Entre le souvenir des moments tendres passés avec son frère, ceux à témoigner, impuissante, de son inéluctable chute dans la spirale délétère du taedium vitae, entre le récit de ses voyages à Montréal — où elle cherchait toutes les excuses du monde et surtout les sujets littéraires locaux pour justifier un déplacement auprès de sa rédaction — et les évocations de l’histoire de sa famille, une famille marquée par le suicide de quelques hommes, Olivia de Lamberterie livre une épopée qui va de la mort à la vie, sans jamais sombrer dans le larmoyant.
«Je ne voulais pas écrire le témoignage de quelqu’un qui expose son chagrin, dit-elle, mais plutôt façonner un objet littéraire beau qui rend hommage à la vie, qui raconte mon frère, dans sa joie de vivre et dans sa fantaisie. Je ne cherche pas à savoir pourquoi il a fait ce qu’il a fait, je me demande plutôt où il est. »
En parfaite maîtrise de ses émotions, y compris lorsque les questions viennent caresser ce passé où Alex s’est enlevé la vie, Olivia de Lamberterie juge que son livre est intime tout en restant pudique. «Les livres ne sont pas des endroits pour dévoiler des secrets.» C’est aussi un livre qui, au final, réussit sans doute plus à la raconter, elle, dans sa tristesse et dans sa reconstruction.

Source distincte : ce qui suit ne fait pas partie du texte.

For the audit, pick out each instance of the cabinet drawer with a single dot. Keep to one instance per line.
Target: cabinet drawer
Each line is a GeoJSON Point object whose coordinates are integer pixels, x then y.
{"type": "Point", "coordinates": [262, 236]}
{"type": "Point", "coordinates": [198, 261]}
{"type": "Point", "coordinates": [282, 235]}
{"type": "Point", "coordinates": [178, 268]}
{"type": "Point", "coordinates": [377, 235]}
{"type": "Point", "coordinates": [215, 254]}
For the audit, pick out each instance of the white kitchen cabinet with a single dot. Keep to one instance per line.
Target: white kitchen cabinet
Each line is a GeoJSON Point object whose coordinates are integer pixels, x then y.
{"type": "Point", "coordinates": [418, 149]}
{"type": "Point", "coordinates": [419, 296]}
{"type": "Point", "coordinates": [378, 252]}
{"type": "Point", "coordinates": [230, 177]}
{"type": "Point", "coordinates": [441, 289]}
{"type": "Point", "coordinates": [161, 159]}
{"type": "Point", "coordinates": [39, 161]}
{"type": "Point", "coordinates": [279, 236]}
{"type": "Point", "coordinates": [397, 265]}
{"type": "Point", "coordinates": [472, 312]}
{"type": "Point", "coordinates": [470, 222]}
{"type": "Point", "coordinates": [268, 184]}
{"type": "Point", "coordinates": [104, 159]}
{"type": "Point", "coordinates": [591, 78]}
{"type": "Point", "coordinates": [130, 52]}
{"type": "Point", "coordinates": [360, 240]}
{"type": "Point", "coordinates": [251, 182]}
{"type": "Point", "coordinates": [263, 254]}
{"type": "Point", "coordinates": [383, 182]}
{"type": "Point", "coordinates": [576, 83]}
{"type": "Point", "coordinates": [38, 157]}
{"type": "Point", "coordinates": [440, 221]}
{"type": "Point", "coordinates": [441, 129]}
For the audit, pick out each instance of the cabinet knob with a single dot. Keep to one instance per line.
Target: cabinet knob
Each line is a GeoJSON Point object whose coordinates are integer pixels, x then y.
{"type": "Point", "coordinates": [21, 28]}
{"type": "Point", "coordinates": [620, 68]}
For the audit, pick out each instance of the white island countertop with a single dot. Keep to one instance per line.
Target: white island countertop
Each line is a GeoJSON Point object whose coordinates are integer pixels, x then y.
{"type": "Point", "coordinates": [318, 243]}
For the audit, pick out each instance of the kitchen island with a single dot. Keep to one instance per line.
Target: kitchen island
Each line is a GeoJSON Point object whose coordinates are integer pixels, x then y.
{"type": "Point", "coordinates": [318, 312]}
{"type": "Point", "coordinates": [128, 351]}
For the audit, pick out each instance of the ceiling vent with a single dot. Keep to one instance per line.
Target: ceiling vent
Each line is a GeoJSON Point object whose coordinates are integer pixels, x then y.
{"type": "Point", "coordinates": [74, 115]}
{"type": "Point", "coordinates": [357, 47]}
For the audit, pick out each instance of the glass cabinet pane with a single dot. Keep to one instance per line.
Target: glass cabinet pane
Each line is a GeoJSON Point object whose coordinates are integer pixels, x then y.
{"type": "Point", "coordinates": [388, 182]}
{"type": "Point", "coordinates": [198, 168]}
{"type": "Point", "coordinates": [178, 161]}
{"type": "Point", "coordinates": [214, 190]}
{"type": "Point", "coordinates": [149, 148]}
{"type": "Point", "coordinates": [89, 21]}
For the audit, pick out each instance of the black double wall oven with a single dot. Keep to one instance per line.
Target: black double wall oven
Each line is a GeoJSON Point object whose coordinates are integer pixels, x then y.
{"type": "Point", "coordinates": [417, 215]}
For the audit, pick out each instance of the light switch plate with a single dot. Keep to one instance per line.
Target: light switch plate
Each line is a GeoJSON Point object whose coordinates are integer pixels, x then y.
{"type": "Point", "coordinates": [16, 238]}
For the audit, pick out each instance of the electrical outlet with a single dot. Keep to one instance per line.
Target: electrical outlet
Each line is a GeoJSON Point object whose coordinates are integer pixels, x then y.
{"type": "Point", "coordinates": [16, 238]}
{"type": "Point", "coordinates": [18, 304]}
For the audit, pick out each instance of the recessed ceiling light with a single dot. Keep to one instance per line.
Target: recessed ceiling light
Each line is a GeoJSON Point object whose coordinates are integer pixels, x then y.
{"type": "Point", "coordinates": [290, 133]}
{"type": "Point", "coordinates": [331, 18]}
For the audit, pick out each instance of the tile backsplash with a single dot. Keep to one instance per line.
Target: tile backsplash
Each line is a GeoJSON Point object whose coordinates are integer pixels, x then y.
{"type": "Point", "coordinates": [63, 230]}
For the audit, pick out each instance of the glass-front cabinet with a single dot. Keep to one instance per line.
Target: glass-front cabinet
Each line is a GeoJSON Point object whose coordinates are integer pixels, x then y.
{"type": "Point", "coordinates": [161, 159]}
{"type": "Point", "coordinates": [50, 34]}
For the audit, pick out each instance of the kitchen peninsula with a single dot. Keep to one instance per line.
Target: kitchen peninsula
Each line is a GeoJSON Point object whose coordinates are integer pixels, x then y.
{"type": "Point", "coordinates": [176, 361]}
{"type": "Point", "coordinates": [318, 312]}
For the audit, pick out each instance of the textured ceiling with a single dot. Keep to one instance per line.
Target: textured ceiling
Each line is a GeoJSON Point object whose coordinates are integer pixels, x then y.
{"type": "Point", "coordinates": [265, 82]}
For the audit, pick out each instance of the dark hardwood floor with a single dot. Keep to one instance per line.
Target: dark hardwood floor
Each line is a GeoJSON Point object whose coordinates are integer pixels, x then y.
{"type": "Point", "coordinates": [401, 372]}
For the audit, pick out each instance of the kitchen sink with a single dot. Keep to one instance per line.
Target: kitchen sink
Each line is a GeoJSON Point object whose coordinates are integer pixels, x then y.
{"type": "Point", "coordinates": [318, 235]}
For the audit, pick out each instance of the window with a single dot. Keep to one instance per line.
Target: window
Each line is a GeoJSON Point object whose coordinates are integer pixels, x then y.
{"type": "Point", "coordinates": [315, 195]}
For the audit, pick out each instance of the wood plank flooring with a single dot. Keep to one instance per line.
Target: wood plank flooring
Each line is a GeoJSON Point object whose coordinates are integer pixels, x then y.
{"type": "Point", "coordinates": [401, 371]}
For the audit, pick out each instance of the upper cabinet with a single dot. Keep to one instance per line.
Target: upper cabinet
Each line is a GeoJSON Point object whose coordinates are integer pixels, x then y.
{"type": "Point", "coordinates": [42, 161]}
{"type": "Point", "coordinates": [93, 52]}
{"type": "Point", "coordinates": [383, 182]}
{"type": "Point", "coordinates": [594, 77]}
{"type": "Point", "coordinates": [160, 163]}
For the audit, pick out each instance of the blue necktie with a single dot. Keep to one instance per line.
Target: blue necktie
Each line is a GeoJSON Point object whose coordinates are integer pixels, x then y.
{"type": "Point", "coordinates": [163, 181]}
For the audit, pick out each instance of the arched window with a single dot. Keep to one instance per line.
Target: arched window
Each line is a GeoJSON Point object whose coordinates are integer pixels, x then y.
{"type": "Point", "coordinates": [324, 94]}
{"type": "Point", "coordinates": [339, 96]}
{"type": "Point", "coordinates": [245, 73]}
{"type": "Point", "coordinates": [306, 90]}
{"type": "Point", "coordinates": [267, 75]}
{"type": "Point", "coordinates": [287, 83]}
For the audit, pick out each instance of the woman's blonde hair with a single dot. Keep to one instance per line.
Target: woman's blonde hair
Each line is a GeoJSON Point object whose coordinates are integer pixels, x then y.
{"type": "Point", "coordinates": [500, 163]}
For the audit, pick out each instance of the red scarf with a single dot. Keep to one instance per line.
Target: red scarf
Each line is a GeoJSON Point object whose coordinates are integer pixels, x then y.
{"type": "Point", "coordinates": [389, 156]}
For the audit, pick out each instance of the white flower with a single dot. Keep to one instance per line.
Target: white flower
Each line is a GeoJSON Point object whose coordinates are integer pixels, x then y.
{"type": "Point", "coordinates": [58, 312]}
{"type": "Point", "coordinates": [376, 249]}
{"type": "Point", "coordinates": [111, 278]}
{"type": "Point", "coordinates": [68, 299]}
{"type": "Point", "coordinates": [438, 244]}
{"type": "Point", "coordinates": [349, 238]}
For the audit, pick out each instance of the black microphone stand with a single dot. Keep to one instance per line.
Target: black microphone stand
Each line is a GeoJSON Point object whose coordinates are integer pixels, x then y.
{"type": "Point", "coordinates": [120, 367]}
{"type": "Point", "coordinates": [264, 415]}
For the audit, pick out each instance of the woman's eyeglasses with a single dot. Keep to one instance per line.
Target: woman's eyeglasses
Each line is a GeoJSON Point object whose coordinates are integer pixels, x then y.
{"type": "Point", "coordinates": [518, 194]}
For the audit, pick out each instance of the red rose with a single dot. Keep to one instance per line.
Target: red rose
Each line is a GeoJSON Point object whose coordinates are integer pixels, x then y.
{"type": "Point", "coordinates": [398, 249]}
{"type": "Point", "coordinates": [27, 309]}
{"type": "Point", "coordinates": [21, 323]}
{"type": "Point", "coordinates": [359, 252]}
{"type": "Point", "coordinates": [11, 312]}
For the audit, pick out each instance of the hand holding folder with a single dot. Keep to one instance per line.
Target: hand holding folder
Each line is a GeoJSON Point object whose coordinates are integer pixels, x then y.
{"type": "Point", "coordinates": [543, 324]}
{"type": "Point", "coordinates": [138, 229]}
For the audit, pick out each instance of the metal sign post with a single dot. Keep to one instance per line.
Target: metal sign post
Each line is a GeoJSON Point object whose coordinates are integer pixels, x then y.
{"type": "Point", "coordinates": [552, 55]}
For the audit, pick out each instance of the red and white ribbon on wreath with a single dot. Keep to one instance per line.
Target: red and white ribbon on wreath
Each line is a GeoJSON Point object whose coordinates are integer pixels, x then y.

«La mort d’Alex a été un miroir sur ma propre existence, dit-elle. Le suicide fait partie de ma famille. En me demandant si la mélancolie y est héréditaire, je veux aussi rompre avec la malédiction et protéger sans doute mes trois fils. Camus disait: “Ne pas nommer les choses ajoute aux malheurs du monde.” »
Une invitation de l’au-delà
Un exercice de mise en mots qu’Alex avait paradoxalement encouragé sa soeur à réaliser alors qu’il était encore vivant. «Après sa mort, j’ai retrouvé sur Facebook un message dont je ne me souvenais plus et dans lequel il me disait d’écrire mon livre. Pour moi, cette invitation venait de l’au-delà. Je n’ai jamais vraiment eu envie d’écrire un livre. Je me suis toujours trouvée du bon côté de la clôture, comme critique. Mais son message a été un déclencheur, comme un cadeau qu’il m’a fait en me forçant à me confronter pour la première fois à la littérature. »
Une confrontation, dit-elle, qui l’a exposée à la colère, à la sidération, à l’incompréhension, et dont elle est ressortie avec le sentiment d’avoir été écrasée par un trois-tonnes, mais qu’elle regarde désormais comme une petite contribution à la lutte contre la mort avec des mots.
Parler d’un livre qui n’aurait pas dû exister. Voilà ce que fait avec nous Olivia de Lamberterie, qui écrit sur les bouquins dans le magazine Elle et parle littérature dans l’émission matinale de France 2.